If a bijection extends continuously a finite order bijection, is it also of finite (same) order?

Question

Theorem 24.1.15 says the following: "Let $M_1$ and $M_2$ be metric spaces, $S$ a subset of $M_1$, and $f : S \to M_2$. If $f$ is uniformly continuous and $M_2$ is complete, then there exists a unique continuous extension of $f$ to $\overline S$. Furthermore, this extension is uniformly continuous".

Let's concentrate on the special case where $M_1=M_2=:M$, and $S$ is dense in $M_1=M$, so we get: Let $M$ be a metric space, $S$ a dense subset of $M$, and $f : S \to M$. If $f$ is uniformly continuous and $M$ is complete, then there exists a unique continuous extension of $f$ to $M$. Furthermore, this extension is uniformly continuous.

My question: If we know that actually $f:S \to S$ and $f$ is an automorphism of finite order $d$, and if we also know that the unique continuous extension $F: M \to M$ is an automorphism, is it true that $F$ must be of order $d$?

Remarks: (1) See also this question. (2) Perhaps this question can serve as a counter-example.

Answer 1

Yes, this is true.
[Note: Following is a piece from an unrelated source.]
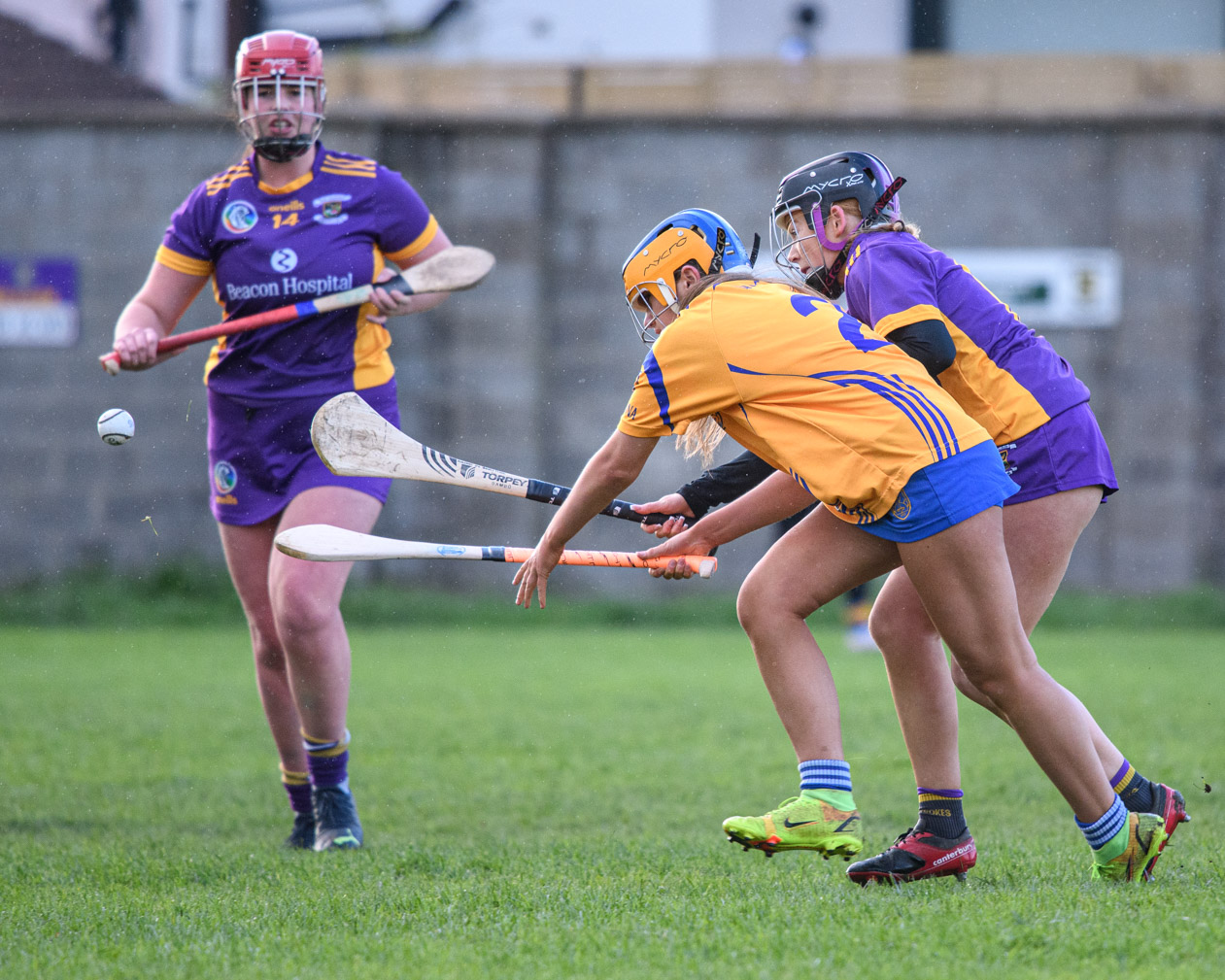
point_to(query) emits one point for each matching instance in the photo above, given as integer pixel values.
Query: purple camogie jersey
(329, 230)
(1005, 376)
For $x \in M$, choose a sequence $x_i \in S$ such that $x_i \to x$ as $i \to \infty$. We have $f^d(x_i)=x_i$. Since $f^d$ is continuous, $$x = \lim_{i \to \infty} x_i = \lim_{i \to \infty} f^d(x_i) = f^d(\lim_{i \to \infty} x_i) = f^d(x) $$

Answer 2

Yes. Note that for any $d$, $F^d:M\to M$ is a continuous extension of $f^d:S\to S$. If $f^d$ is the identity, then the identity $M\to M$ is a continuous extension of $f^d$, and so by uniqueness of the continuous extension, $F^d$ must be the identity. It follows that if $f$ has order $d$, so does $F$.